Expressing the beauty of nature and seasonal changes
Expressing the beauty of nature and seasonal changes at the dinner table is also one of the characteristics of Washoku. Washoku enjoys seasonality by decorating dishes with seasonal flowers and leaves, along with using implements and plates that match the season.
An intimate relationship with New Year and other annual events
Japan’s dietary culture emerged through an intimate relationship with annual events. They strengthened family and regional bonds by spending mealtimes together and sharing meals, which are a blessing of nature.
Making an appeal to people from other countries by recognizing Washoku as an Intangible Cultural Heritage may have been one reason for its inscription on the UNESCO list. On the other hand, I feel that the move to preserve Washoku as a heritage could also mean that the Japanese people are starting to forget the dietary cultures that comprise Washoku.
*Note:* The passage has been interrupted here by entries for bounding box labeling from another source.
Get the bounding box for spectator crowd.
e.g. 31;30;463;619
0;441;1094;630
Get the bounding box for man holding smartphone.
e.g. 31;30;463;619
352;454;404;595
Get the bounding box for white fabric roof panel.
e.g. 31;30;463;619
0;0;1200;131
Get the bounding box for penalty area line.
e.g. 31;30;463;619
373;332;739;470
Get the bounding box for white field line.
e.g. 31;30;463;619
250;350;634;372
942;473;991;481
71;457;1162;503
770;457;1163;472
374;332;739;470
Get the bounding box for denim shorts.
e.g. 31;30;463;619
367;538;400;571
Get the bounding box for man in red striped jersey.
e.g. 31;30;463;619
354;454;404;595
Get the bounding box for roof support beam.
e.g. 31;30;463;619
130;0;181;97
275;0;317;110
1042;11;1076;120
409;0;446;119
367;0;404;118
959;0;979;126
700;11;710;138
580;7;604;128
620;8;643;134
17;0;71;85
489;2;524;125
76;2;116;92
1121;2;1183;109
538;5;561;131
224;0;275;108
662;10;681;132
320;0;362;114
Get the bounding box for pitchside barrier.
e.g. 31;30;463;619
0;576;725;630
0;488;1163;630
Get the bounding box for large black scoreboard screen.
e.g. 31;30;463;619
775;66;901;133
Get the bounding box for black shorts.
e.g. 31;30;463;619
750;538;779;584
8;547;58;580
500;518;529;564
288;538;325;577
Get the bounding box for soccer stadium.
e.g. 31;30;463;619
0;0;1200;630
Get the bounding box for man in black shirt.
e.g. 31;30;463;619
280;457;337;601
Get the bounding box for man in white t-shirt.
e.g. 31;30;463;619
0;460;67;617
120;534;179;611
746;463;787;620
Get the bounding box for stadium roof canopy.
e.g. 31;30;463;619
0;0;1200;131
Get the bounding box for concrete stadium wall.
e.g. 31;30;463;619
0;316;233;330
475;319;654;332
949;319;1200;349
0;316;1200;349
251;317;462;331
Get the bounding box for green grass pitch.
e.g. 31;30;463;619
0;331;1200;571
Japan has the highest rate of food waste in the world. It is experiencing a decline in food self-sufficiency, a drop in temperature differences between the seasons due to climate change, and the weakening of interest in annual events. Could Washoku have come to be listed due to a sense of crisis that the people of today are discarding the dietary cultures that Japan has cultivated since ancient times?
Now may be a good time for us to reconsider the spirit of the Japanese people, who have lived in intimate connection with the abundance of nature that evolves from the country’s four seasons. While the actual lifestyles that people lead change with the times, we want to stay mindful of and maintain the spirit that lies at the base of Japan’s dietary cultures.